Certainly the injured party would have been brought back in beside the stove and given infinitely more caring than the rude enough measures I had adopted. So I held my piece, speaking only about the cats’ further executions of mice and birds.
She is thinking of equipping them with silver bells to warn the birds. A lovely soft heart for certain, much softer than that of an Irish countryman.
Down in the pub later I mentioned my accident to several locals. The combined wisdom was that Nora had a good sporting chance of survival.
I was also told that the Shannon owls have collisions with cars surprisingly often because the new roads criss-cross their natural habitat.

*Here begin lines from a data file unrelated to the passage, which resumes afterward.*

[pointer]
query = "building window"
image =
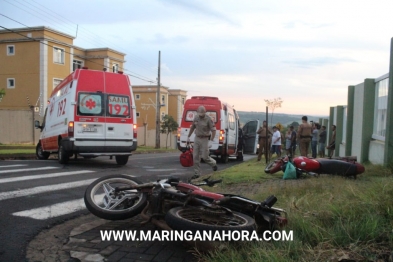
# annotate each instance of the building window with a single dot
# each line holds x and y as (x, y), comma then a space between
(58, 55)
(56, 82)
(10, 50)
(10, 82)
(77, 64)
(380, 110)
(115, 68)
(162, 100)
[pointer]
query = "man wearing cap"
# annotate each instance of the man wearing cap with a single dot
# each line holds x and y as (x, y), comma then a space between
(205, 131)
(304, 136)
(264, 136)
(276, 142)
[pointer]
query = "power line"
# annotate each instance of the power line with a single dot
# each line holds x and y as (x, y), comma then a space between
(144, 64)
(133, 75)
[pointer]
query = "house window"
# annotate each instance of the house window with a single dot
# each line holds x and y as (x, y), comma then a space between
(77, 64)
(10, 82)
(380, 109)
(115, 68)
(58, 55)
(163, 100)
(10, 50)
(56, 82)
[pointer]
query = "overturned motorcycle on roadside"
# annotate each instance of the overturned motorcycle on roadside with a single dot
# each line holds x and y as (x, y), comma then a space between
(174, 205)
(343, 166)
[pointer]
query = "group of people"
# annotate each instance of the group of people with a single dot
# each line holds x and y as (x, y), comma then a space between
(270, 141)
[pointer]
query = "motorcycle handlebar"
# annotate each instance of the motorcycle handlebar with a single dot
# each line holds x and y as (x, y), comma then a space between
(207, 182)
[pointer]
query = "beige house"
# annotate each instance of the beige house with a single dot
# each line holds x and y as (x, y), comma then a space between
(34, 60)
(172, 103)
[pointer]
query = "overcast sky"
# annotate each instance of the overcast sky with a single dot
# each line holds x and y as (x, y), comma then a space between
(306, 52)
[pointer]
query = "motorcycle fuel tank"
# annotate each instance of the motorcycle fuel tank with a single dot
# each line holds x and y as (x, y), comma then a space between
(306, 164)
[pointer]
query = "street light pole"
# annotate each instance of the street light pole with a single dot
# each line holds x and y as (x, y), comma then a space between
(158, 104)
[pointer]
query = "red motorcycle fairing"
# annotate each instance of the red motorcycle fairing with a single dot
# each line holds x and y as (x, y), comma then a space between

And one wise man told me that if you see an owl in a twilight tree with her head on one side that she is hunting mice in the undergrowth underneath. “Her whole head, you see, is one big ear. She can actually hear the beating of the mouse’s heart down below in the leaves!”
How do people know things like that?
The next morning when the Dutch Nation went shopping I ventured out to the shed. It was still wild and wet but I went anyway.
Even before I opened the door I saw a couple of small feathers on the top of it. Upon entry the impromptu roosting box contained no Nora.
And furthermore, it contained no mouse either! I clearly have the healing touch.
We approach Easter widely associated with the Easter Rising in our history. I look upon the resurrection of Nora as a modern kind of rising, if ye know what I mean.
In the mind’s eye I see her sitting on the lower branch of a tree at twilight. She is listening for the beating of a mouse’s heart, and that is wonderful.